Estamos construyendo un mundo peor. Literalmente. Arquitectónicamente hablando. Una simple vuelta por las calles de cualquier ciudad sirve para comprobarlo. Allá donde hay una obra, hay una nueva atrocidad. Placas que imitan al óxido, simulaciones de madera, gigantescas cristaleras semiopacas, puertas metálicas enormes con números sin serifa, ausencia de columnas… Todos los nuevos edificios son muy similares y, por qué no decirlo, muy feos. Me cuesta creer que sea una apreciación subjetiva. Uno los compara con las construcciones que ya cobrarían pensiones (veremos en unos años) y la evidencia salta a la vista: no hay vocación de belleza.

Siempre que me encuentro con un arquitecto le pregunto lo mismo: ¿Por qué ya no se hacen edificios como los de antes? Una vez se toman en serio la pregunta, siempre afloran los mismos argumentos: producir como antaño tiene un coste económico y medioambiental enorme, inasumible; hoy en día existen mejores materiales aislantes, algo que rebato esta apreciación: los portales de las nuevas obras nunca son tan frescos; construir como antes es demasiado lento; y, el más equidistante de todos, que cada época tiene su estilo. Puede ser, pero hasta el chándal olímpico español de la marca Bosco tenía más clase que las construcciones actuales. Me cuesta imaginar a generaciones venideras dejando de recrearse por el ensanche barcelonés y venerando las moles que invaden nuestras ciudades.

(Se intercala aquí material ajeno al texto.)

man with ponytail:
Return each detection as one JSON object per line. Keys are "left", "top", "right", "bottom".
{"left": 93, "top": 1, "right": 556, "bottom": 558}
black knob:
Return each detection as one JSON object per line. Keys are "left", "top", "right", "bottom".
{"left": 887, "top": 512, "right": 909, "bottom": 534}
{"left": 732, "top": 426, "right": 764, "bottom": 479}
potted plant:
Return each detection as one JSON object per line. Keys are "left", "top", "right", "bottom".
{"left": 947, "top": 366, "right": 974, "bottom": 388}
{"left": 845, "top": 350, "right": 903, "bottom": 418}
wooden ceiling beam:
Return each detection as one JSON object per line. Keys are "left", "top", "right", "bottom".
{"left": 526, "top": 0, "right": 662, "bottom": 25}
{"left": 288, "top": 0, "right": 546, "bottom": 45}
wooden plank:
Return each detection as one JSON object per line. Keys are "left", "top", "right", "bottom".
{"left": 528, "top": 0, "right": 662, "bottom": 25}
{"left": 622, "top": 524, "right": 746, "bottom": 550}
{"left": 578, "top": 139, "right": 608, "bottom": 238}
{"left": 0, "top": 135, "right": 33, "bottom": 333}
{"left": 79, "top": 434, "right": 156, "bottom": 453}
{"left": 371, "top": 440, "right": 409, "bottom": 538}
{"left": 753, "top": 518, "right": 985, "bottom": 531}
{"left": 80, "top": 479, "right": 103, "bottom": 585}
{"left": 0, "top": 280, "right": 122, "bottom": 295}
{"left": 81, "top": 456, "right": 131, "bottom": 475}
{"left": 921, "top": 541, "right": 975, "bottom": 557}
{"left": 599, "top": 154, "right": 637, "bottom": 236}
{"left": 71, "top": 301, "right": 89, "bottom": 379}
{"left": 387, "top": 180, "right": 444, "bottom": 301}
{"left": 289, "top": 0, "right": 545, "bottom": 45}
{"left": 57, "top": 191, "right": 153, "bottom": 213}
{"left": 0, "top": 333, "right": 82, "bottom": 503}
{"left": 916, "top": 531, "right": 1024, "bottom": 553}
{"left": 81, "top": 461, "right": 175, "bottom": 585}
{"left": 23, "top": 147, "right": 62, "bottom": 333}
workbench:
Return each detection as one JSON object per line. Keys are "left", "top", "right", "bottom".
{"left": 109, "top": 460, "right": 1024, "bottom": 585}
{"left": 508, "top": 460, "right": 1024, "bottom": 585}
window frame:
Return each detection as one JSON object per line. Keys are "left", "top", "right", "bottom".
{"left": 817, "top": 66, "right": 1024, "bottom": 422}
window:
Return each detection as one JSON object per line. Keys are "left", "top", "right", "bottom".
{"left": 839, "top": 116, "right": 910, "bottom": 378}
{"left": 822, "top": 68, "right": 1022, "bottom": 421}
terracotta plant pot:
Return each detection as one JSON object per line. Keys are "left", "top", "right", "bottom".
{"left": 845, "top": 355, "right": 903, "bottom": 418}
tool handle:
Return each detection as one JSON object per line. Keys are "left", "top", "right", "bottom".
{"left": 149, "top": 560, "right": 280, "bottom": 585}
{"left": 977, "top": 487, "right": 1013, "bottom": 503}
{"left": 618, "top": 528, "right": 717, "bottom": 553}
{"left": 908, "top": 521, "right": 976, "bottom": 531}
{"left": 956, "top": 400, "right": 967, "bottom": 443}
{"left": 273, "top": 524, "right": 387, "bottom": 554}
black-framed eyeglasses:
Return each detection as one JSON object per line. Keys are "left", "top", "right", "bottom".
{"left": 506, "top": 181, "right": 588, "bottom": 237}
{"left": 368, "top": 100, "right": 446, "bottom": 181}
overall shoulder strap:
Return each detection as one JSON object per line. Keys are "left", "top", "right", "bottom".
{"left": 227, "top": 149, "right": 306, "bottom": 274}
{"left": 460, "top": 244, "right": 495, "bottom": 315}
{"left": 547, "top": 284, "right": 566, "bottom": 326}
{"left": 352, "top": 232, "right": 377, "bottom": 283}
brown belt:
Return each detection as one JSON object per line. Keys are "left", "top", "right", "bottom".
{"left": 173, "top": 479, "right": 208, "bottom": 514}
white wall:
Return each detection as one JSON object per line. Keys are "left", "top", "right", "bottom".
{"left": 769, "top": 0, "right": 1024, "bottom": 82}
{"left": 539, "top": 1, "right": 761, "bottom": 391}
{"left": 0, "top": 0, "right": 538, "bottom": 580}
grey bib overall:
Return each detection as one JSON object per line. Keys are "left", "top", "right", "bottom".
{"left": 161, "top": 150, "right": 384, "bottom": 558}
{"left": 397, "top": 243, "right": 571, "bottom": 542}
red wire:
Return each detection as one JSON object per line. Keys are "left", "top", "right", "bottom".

Parece que se ha perdido el anhelo de crear cosas bellas en pos de la funcionalidad. Algo así debería servir como alerta para otras disciplinas, como, por ejemplo, el marketing. La capacidad para almacenar, distribuir, acotar y, sobre todo, medir el dato, nos convierte en esclavos del sistema. El número se convierte en un fin en sí mismo. Celebramos una maximización de los impactos, veneramos cifras que supuestamente hacen más eficiente una campaña, evitamos soportes que no se pueden medir y, en resumen, nos olvidamos de qué era lo que hacía bonita nuestra casa. Y nuestras ciudades están cada vez más llenas de estas construcciones.

En realidad, no se trata de escoger un modelo u otro, nadie nos obliga. Pero está bien recordar de vez en cuando que, por muy eficiente y medible que sea algo, nunca será memorable si no tiene magia. La conclusión no es que mañana invadamos un país y explotemos nuevas canteras o que tardemos un siglo o más en construir, a lo Sagrada Familia. Tal vez solo no debamos perder de vista que alguien observará lo que hacemos y se sentirá agradecido cuanto más bello sea, aunque no pueda explicarlo científicamente, con datos. Por suerte, Oscar Wilde resumió todo mejor: “La belleza es muy superior al genio. No necesita explicación”

Feliz lunes y que tengáis una gran semana.